Wait, is Kuro much more self aware than I thought? She always acted as if she never had any feelings and was just a really good friend (or felt like she could never compare), but I suppose that was the idea.
I think the implication in the previous chapter (chapter 25)––when Kuro's otaku friends fill Iroha in on the previous relationship of Kuro and Fijishiro––is that Kurokawa has been suppressing an attraction to Fujishiro since long before she and Fujishiro became friends. We get those panels where the otaku Kurokawa of old stares unself-consiously at Fujishiro as she hangs out with the other gyarus, and we're told that Kurokawa's friends found it "scary," like they couldn't fathom Kurokawa's fixation (interestingly, it seems like Izumi is looking bemused towards Kurokawa in this flashback, while Miki and Fujishiro and the other one are oblivious to Kurokawa's stare––I wonder if that's intimating a story element yet to be explored?). And I imagine Kurokawa has rationalized her intense preoccupation to herself all along by convincing herself she's a "Fujishiro–stan." She has probably felt that her feelings towards Fujishiro couldn't be love because she and Fujishiro weren't, in her eyes, social equals. But it starts to suggest that Kurokawa showing up for Fujishiro's breakup with her boyfriend might be less of a coincidence than it seemed at first. Perhaps Kurokawa subconsciously elected to become a voyeur at that moment––she could have scurried away when she saw Fujishiro and her boyfriend coming. The panels showing Kurokawa staring at Fujishiro in chapter 25 maker Kurokawa look as if she's in a trance.

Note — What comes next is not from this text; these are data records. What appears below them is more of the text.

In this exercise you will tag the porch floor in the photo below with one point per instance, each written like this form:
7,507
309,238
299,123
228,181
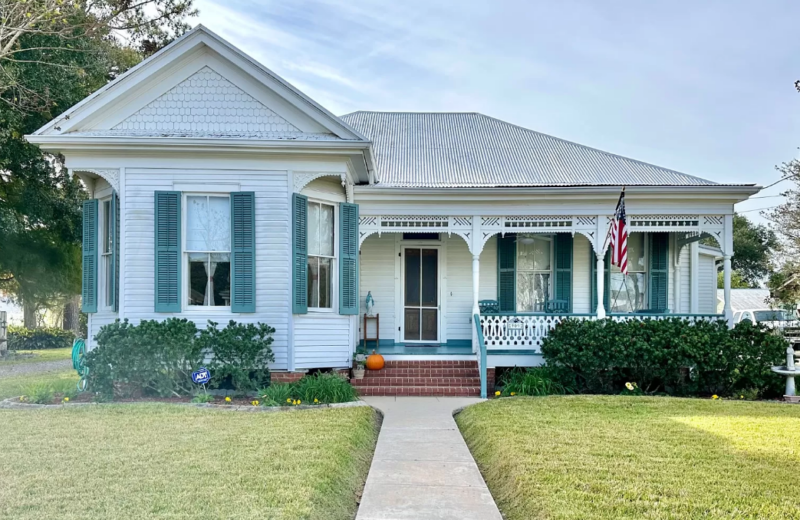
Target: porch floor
420,350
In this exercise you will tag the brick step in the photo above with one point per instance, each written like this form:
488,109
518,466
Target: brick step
417,381
432,364
435,391
423,372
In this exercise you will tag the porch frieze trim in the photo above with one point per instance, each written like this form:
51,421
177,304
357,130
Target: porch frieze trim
111,175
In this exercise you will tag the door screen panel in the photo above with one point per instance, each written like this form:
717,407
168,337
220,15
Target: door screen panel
421,287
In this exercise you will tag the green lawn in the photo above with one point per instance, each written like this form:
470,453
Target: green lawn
169,461
12,386
52,354
626,457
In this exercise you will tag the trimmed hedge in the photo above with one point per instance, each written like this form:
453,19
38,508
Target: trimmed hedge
158,357
20,338
670,356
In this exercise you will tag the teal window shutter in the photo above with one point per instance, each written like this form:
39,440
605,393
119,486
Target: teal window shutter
299,254
243,253
89,275
167,251
659,271
563,268
507,272
114,278
606,285
348,258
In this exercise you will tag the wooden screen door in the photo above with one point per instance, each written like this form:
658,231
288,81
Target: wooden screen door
421,298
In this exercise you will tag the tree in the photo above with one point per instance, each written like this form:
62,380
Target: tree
65,26
753,248
40,205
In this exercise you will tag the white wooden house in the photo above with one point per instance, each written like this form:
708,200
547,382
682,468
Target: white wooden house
219,191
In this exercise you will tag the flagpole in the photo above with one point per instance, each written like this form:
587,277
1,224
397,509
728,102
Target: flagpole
608,234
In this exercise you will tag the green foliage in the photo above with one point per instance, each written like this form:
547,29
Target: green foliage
319,388
326,388
21,338
277,394
203,397
39,393
669,356
531,381
240,353
159,357
737,282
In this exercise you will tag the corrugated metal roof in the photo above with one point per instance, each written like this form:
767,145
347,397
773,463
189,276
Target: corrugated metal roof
472,150
746,299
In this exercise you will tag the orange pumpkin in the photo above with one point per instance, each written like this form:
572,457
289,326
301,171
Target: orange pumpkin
375,361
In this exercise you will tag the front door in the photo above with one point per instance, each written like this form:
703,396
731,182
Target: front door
421,294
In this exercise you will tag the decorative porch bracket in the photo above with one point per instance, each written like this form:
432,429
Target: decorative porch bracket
89,175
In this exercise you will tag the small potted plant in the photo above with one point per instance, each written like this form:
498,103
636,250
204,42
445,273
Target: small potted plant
359,367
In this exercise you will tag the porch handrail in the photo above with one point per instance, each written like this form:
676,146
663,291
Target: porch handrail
482,354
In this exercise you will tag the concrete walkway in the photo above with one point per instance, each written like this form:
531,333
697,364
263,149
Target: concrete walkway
422,467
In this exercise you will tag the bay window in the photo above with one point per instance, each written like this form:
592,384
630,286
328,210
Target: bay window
207,250
321,255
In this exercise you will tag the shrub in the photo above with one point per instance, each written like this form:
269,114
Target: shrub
670,356
326,388
240,353
20,338
159,357
531,381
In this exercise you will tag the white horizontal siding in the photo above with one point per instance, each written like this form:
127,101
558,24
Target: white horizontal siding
273,276
582,257
96,321
322,340
377,275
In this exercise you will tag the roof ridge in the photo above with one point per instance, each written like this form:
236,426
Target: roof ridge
612,154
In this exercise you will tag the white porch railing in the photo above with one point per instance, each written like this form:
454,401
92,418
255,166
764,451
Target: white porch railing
525,332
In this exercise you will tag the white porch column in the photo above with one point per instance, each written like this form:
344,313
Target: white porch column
601,279
726,277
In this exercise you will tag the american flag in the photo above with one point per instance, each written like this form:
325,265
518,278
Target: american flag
619,236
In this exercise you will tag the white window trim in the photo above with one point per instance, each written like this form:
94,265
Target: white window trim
551,239
645,271
185,307
103,278
334,308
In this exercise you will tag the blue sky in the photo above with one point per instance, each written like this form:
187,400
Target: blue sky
705,88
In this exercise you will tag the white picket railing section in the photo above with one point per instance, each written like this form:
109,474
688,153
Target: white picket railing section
525,332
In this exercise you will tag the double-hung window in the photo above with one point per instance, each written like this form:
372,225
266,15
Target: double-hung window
534,266
106,248
321,254
629,293
207,250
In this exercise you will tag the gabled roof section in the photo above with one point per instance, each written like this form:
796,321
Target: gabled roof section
462,150
201,86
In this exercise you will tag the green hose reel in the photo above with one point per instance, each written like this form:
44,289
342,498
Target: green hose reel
78,353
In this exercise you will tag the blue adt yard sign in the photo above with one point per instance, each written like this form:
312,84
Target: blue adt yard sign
201,376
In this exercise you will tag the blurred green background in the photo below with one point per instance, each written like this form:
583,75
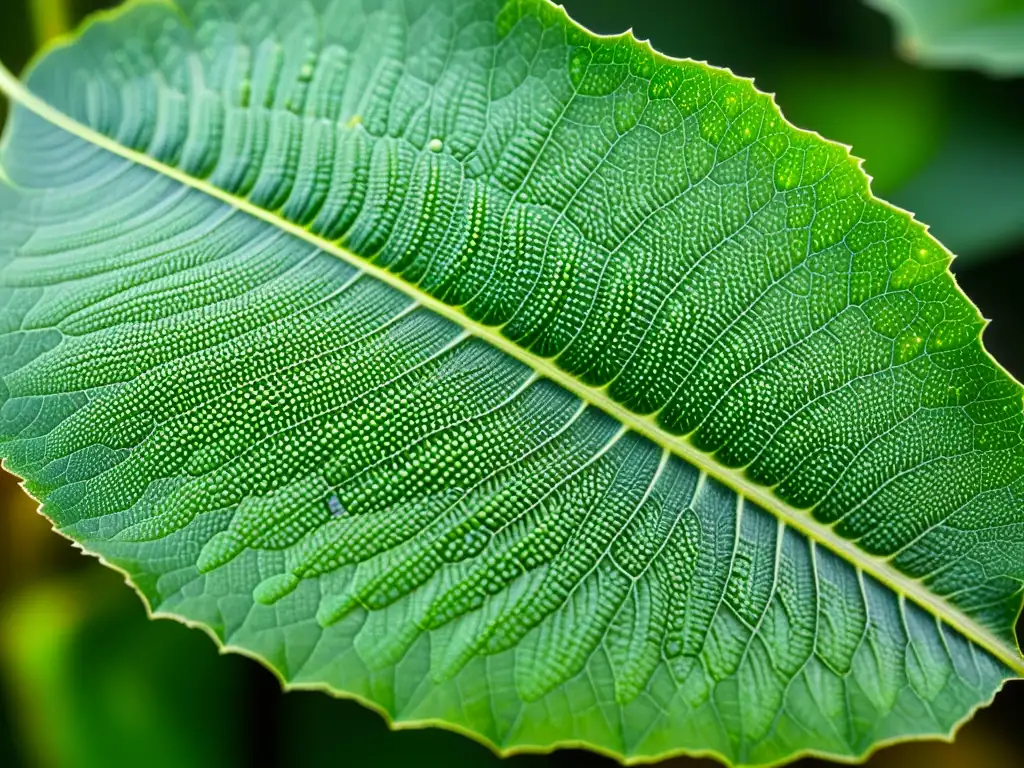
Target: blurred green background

Every chapter that ends with Fujishiro looking like her feelings just got smushed and not understanding why is making my heart hurt, but hopefully an explosion of jealousy is going to erupt from her in subsequent chapters. I like what's been done with the story so far, but I do feel like the volatile Fujishiro of the early chapters––the one that was ready to blow up her own life every time she flew off the handle at someone––has mellowed out a lot over the course of the series. Reading the backmatter in the 2nd collection, the author mentions that the series was only supposed to run for two volumes initially––and it does seem at around that point that Fujishiro starts to back off a little and sublimate some of her edge (if you want your series to stretch out longer, the character can't be quite so aggressive all the time, I suppose). After that second volume the supporting characters start to take on a lot more life, and in there you have the Izumi arc that pretty much hijacks what was the main drama of the series up until that point. That move was surprising and the arc turned out to be really moving, but I think it ended up introducing a level of emotional intensity to the series that I imagine the main romance––which was heretofore a lot frothier––might struggle to match. So I think it would be good to see that impulsive, emotive side of Fujishiro re-emerge, especially when dealing with her own feelings––ones that she clearly doesn't yet understand. A slightly darker Kurokawa is probably a good move towards making the ultimate romantic conflict between them more intense. If Kurokawa is a little more intractable in her belief that Fujishiro is on a level Kurokawa can't touch, it's going to make it harder for Fujishiro to eventually press her case and assert her own feelings––once she figures those feelings out.